With that said, due to the positions taken by these two firms, short positions on SOS stock increased 500% last week. While that seems like it may be painful, the fact is that it’s an opportunity.
If retail investors were to band together and push for a short squeeze, short covering alone could push the stock to prices of more than $13 per share. So, gains in multiples as the next big short squeeze begins are a very real possibility.
Risks to Consider Before Buying SOS Stock
If you’re thinking about buying SOS stock, you’re going to have to be willing to accept risk. After all, there’s no such thing as an investment that doesn’t come with the risk of loss. Some of the most significant risks involved in an investment in SOS include:
- Volatility. SOS is a highly volatile stock. The fast paced moves in the value of the stock make timing entrance and exit decisions difficult and could lead to significant losses over a short period of time.

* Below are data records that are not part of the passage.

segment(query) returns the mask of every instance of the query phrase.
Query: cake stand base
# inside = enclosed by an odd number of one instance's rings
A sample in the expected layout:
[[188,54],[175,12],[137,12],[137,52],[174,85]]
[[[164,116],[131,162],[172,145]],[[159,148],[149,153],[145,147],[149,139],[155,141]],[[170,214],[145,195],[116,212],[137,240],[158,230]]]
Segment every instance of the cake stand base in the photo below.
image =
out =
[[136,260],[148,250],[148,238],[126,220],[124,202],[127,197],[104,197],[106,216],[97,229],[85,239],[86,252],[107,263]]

- Cryptocurrency. SOS is involved in the mining of cryptocurrency. At best, cryptocurrency itself is a speculative play, making the stock a speculative play as well.
- Profitability. Once SOS gets all of its mining machines up and running, it should be able to easily achieve profitability. However, that hasn’t happened yet. When investing in companies that haven’t achieved profitability, there’s always the risk of dilution as these companies may look to public markets to raise funds.
Sure, there are risks to consider before diving into SOS stock. However, these risks are largely outshined by the potential brought to the table.
The fact of the matter is that short interest is flying on a stock that it really shouldn’t be. As a result, SOS stock makes a perfect target for the team at Wall Street Bets to squeeze the shorts, and if this happens, gains in multiples are likely.